At the somewhat contentious June 12, 2007 shareholder meeting, Semel didn't give any indication that a week later he would resign as CEO. In fact,Semel said Yahoo has all the pieces to be successful and that he couldn't wait to prove it. Less than a week later, he walked.
With Semel's abrupt departure, the board could have searched for an outsider to run the company, or appointed Decker or Yang as CEO. An external search would have taken months and put the company in limbo. Decker was not deemed ready to take over, although she had been groomed by Semel and was lauded for her business acumen.
That left Yang to run the show. He was respected by the troops, and had a vision of where Yahoo should go and the fervor of a founder. As Chief Yahoo for a dozen years, Yang had been involved in strategy, technology, and business development. But, the CEO job was a very different role, of course, and Yang didn't have extensive operational experience. But then neither did Decker, tapped to be president and Yang's No. 2.
Compounding the problem, Yahoo's management bench had become thin. Semel's exit had been preceded by the departure of two key operational executives, COO Dan Rosenzweig, who left in December 2006 with media chief Lloyd Braun in a management shakeup. Farzad Nazem, Yahoo's veteran CTO and executive vice president of engineering and site operations, retired from the company just a few weeks prior to Semel vacating the CEO role. (At the time of Semel's departure, Yang was also acting as the interim executive sponsor of Nazem's technology group.)

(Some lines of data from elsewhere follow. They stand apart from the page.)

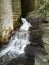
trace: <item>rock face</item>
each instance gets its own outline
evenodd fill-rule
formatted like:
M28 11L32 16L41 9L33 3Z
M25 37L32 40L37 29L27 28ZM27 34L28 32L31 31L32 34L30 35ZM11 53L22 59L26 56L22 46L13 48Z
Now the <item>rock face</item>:
M8 42L10 32L18 26L21 15L20 0L0 0L0 41Z
M0 41L7 42L13 30L11 0L0 0Z
M13 8L13 25L14 28L19 25L19 19L21 16L21 1L20 0L12 0L12 8Z

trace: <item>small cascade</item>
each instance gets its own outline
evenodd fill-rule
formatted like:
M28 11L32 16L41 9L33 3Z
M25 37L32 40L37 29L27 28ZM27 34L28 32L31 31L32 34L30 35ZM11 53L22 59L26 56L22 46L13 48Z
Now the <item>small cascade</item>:
M1 65L7 65L8 61L13 58L17 58L21 54L25 54L24 49L26 45L30 44L29 41L29 27L31 24L27 22L26 19L21 18L23 25L20 27L19 31L16 31L11 37L6 48L0 51Z

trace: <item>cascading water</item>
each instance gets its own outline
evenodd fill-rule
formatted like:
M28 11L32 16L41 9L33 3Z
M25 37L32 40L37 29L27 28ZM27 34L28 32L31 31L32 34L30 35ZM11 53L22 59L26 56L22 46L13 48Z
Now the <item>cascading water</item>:
M21 19L23 25L20 27L19 31L16 31L11 37L7 47L3 48L0 52L0 58L2 58L0 65L6 65L6 61L11 60L12 58L17 58L21 54L25 54L24 48L26 45L30 44L28 30L29 27L31 27L31 24L28 23L26 19Z

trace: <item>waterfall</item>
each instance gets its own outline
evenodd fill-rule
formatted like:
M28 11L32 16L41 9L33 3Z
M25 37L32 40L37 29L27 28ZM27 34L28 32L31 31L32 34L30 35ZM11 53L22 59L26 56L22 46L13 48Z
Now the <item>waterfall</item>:
M20 27L19 31L16 31L11 37L7 47L0 51L0 58L4 58L4 61L17 58L21 54L25 54L24 48L26 45L30 44L28 30L29 27L31 27L31 24L24 18L21 18L21 20L23 25Z

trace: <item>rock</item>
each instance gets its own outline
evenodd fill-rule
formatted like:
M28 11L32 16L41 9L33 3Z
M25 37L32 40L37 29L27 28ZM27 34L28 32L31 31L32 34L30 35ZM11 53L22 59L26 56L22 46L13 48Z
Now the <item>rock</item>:
M11 0L0 1L0 42L7 42L13 30Z
M7 43L11 32L19 25L20 0L2 0L0 8L0 42Z
M20 0L12 0L12 8L13 8L13 25L16 28L20 23L21 16L21 1Z

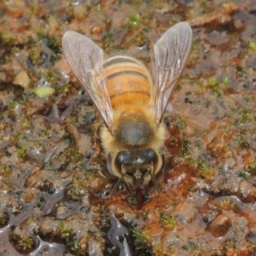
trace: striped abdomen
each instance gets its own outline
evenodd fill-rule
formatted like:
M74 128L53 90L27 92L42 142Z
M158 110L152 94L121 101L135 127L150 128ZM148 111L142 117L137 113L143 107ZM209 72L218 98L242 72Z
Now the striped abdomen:
M116 56L108 58L105 66L112 108L150 100L150 76L139 61L125 56Z

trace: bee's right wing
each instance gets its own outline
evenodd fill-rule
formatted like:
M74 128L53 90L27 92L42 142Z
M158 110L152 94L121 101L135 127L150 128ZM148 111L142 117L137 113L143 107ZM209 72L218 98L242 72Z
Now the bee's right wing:
M113 124L113 111L103 74L104 52L87 36L67 31L62 48L74 73L88 92L107 127Z
M191 42L191 28L183 22L168 29L154 45L153 108L158 123L184 68Z

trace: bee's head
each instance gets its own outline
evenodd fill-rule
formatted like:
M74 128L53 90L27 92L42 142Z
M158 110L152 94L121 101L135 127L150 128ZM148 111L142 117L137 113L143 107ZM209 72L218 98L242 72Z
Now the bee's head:
M115 192L120 182L124 181L131 191L136 191L137 207L140 209L142 206L143 192L151 180L158 191L160 191L154 176L163 169L163 155L152 149L125 151L120 152L114 156L110 153L109 161L111 172L119 177L111 195Z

In his remarks at theD6 conference last month, Yang shed some light on his thinking and the board's vote to have him serve as Yahoo's chief executive:
"It wasn't lightly that I came to the decision I want to be CEO. I understand the challenges and I understand that I don't necessarily have all the experience, although I have admired Terry and Tim Koogle before him and just some great leaders who helped us run the company. But I also felt it's my time to really take Yahoo to the next level. I feel like I am most passionate and have the most vision about where for where we want to be.
"I know that people want to see results, and I think in this day and age a lot of people are more short-term oriented, but I think we are starting to show that Yahoo can be on this path to be a very different entity."